WASHINGTON (May 21, 2013) – The R Street Institute today warned that new legislation introduced by Sen. Bob Menendez, D-N.J., and Rep. Richard Neal, D-Mass., would do serious damage to U.S. property and casualty insurance markets, while also violating international commitments made to trading partners.

Under the terms of S. 991 and H.R. 2054 – introduced this week in the U.S. Senate and House, respectively – insurers domiciled in the United States would be denied deductions for reinsurance paid to affiliates based in any jurisdiction not subject to U.S. tax law.

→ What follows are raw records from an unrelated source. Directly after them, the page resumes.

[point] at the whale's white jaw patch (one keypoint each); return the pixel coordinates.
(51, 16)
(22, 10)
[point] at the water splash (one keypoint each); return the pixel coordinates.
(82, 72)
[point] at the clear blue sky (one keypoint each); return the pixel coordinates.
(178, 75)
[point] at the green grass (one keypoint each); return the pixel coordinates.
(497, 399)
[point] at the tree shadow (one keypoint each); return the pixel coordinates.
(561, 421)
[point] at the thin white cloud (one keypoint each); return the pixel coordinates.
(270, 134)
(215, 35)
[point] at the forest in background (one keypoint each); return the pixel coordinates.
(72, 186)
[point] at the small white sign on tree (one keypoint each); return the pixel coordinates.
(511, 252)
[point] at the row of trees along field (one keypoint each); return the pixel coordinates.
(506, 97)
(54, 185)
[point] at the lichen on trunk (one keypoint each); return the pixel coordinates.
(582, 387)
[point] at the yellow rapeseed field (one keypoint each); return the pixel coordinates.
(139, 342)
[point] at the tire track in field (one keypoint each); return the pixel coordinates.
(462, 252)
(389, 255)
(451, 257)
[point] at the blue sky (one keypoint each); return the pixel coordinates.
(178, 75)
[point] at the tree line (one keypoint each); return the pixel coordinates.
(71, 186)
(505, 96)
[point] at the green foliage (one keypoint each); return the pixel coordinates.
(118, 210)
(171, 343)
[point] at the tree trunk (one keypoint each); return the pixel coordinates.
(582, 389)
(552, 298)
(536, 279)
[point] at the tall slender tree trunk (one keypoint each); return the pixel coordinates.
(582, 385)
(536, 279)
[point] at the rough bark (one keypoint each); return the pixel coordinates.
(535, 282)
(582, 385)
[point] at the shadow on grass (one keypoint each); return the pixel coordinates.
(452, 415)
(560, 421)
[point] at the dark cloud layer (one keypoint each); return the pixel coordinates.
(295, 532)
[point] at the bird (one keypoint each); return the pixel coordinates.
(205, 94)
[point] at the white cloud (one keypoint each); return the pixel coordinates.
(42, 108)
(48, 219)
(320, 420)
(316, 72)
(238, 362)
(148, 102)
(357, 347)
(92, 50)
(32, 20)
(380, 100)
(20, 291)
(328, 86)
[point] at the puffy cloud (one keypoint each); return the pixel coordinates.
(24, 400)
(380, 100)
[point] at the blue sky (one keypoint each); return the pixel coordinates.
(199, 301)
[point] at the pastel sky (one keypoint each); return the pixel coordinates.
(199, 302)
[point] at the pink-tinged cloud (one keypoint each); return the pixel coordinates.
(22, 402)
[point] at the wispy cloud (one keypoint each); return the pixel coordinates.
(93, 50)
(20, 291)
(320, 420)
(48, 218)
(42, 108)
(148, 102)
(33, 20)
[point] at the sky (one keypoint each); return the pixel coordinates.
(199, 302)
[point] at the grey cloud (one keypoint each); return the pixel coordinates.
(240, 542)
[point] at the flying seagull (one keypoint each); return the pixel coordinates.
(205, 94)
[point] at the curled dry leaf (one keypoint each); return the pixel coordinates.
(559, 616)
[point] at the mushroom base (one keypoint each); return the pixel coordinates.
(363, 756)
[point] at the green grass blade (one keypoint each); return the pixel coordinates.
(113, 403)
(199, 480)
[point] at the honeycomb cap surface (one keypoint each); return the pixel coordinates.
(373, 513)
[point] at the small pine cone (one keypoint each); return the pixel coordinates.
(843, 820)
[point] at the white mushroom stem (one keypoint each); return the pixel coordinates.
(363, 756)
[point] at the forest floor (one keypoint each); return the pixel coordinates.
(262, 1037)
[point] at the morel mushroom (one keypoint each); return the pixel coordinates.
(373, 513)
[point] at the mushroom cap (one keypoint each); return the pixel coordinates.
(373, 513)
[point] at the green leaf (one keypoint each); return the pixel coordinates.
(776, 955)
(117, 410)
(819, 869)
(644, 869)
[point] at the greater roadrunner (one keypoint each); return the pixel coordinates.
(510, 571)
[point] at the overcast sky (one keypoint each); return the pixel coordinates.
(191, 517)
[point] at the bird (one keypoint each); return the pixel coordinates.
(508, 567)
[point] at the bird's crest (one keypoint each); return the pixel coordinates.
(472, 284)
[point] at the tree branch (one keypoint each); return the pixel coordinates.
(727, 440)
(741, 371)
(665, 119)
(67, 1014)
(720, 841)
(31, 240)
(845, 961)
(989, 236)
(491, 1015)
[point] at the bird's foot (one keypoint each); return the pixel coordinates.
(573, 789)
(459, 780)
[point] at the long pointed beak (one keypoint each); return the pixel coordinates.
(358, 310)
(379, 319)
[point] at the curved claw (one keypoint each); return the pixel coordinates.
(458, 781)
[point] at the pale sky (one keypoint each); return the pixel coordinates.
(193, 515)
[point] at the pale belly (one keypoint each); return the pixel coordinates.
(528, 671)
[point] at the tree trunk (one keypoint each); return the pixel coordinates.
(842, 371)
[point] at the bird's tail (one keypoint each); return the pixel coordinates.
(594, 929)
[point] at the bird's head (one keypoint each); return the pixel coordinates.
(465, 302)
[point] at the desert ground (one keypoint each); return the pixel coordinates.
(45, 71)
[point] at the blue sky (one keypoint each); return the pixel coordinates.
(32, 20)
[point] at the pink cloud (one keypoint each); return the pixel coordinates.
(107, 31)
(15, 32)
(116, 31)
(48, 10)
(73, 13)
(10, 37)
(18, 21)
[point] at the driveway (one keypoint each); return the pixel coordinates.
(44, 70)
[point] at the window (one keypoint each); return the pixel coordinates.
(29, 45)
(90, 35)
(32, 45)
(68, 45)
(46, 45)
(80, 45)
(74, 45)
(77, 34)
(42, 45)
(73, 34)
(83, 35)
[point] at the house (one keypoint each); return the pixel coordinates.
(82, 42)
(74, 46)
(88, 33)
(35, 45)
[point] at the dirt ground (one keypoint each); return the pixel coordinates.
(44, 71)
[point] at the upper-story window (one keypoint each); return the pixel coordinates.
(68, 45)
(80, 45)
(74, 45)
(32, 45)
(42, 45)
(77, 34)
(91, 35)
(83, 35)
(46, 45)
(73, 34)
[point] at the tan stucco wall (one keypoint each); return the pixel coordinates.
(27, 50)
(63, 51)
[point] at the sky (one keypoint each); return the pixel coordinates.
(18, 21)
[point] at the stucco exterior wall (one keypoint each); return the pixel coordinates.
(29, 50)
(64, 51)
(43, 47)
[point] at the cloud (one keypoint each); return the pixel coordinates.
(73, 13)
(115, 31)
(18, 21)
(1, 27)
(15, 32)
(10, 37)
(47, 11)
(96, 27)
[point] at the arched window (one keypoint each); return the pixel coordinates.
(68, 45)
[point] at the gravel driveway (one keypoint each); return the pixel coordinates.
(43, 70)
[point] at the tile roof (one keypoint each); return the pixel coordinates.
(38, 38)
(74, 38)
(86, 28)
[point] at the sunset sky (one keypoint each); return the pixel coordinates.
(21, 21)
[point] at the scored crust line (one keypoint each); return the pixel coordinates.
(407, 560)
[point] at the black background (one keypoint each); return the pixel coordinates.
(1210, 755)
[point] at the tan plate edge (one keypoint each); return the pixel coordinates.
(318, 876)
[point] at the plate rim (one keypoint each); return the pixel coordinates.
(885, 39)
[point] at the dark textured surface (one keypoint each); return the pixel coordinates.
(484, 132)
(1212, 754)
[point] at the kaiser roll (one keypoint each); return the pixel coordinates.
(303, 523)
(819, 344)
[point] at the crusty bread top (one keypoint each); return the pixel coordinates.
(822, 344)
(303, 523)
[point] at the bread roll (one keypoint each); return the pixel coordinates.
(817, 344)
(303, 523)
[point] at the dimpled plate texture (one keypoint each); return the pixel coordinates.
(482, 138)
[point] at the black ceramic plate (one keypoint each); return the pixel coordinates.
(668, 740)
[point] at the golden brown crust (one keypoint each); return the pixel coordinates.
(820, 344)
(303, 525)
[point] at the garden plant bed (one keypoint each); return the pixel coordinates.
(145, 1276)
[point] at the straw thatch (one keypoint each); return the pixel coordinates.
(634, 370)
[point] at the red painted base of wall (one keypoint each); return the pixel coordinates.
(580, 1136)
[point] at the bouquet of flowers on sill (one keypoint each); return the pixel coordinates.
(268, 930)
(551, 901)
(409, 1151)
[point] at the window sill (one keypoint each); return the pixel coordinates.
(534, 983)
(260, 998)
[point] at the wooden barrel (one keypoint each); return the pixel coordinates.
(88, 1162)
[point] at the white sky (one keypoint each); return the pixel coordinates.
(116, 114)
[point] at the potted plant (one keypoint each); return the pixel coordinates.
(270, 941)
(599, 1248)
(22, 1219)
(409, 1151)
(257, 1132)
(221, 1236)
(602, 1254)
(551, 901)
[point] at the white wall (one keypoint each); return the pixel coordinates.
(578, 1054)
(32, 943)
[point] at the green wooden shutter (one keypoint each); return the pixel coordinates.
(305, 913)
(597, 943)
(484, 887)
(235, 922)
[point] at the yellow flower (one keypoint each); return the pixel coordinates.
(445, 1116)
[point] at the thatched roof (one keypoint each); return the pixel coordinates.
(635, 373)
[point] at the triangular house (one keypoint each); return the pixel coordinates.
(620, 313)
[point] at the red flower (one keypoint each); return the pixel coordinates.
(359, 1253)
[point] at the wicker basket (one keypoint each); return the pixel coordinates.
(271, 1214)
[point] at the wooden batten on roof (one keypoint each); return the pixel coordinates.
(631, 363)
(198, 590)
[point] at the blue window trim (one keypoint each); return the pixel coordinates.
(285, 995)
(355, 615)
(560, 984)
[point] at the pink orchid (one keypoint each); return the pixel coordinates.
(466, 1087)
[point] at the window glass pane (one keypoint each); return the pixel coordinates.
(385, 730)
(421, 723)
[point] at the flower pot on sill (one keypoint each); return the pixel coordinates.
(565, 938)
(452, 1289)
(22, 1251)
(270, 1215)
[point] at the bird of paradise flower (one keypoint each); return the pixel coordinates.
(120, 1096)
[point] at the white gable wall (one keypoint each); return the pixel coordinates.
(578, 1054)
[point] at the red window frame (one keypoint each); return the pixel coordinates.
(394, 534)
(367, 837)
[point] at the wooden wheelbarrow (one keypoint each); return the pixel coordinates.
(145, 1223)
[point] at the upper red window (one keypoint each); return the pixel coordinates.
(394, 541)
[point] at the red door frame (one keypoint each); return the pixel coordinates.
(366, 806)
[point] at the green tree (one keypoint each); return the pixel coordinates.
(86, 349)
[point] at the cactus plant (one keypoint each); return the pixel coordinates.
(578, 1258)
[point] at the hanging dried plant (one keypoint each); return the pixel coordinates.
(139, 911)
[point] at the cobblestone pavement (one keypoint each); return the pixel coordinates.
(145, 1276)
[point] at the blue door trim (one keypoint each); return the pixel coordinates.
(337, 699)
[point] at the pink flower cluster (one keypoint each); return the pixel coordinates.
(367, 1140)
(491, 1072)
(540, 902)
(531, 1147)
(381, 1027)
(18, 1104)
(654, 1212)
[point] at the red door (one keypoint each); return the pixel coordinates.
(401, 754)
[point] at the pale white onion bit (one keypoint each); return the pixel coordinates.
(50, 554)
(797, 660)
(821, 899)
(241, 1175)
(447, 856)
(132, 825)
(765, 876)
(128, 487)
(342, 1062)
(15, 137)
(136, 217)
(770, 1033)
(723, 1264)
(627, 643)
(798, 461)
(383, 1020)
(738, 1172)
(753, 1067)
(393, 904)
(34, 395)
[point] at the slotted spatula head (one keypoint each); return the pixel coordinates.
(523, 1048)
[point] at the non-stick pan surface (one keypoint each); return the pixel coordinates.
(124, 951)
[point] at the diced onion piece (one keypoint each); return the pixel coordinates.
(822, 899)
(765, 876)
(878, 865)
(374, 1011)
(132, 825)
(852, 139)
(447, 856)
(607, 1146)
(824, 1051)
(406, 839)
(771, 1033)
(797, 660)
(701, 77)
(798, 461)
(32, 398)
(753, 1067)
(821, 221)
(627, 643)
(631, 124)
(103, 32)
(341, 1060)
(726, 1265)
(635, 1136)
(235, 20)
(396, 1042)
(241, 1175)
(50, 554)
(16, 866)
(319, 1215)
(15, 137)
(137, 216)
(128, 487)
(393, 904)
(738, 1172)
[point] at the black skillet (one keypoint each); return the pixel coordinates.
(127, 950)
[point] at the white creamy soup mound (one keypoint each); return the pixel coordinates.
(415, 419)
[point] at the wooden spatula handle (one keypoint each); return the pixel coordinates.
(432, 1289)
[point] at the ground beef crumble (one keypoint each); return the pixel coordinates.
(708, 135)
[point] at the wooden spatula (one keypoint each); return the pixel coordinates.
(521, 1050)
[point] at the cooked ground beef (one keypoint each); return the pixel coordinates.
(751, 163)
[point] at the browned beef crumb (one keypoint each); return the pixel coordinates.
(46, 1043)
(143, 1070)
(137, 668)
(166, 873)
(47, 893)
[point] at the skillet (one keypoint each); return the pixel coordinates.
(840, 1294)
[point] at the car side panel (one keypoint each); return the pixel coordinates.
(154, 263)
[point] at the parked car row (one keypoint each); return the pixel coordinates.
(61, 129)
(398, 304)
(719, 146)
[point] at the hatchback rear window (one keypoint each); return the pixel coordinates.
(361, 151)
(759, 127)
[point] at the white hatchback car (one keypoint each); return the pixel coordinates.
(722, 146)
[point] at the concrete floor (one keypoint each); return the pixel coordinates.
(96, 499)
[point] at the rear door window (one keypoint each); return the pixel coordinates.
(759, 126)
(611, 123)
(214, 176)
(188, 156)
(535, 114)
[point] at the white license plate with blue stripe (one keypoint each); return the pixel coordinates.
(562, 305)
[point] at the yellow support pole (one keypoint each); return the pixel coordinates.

Similar to a proposal contained in the White House’s Fiscal Year 2013 Budget, the bills threaten to reduce capacity and increase costs for several key U.S. insurance markets, including coastal property/catastrophe business, earthquake risks, crop insurance and large account directors and officers liability. Analysis by the Brattle Group has found this change in tax law would reduce the net supply of reinsurance in the United States by 20 percent and increase the cost U.S. consumers pay for insurance by $11 billion to $13 billion annually.

“This is a protectionist measure that serves the interests of certain large domestic insurance companies by discouraging foreign-based competitors from devoting their capital to U.S. risks,” R Street Senior Fellow R.J. Lehmann said. “It also is simply bad policy, in that it would tend to concentrate U.S. risks within the United States, rather than allowing the global reinsurance system to spread them throughout the globe.”

Lehmann added that the proposals appear to violate the United States’ commitment under the General Agreement on Trade in Services not to subject companies to more punitive or burdensome taxation based solely on where the company is based. In addition, the United States is a party to more than 50 in-force double-tax treaties that include commitments to non-discrimination in the tax code.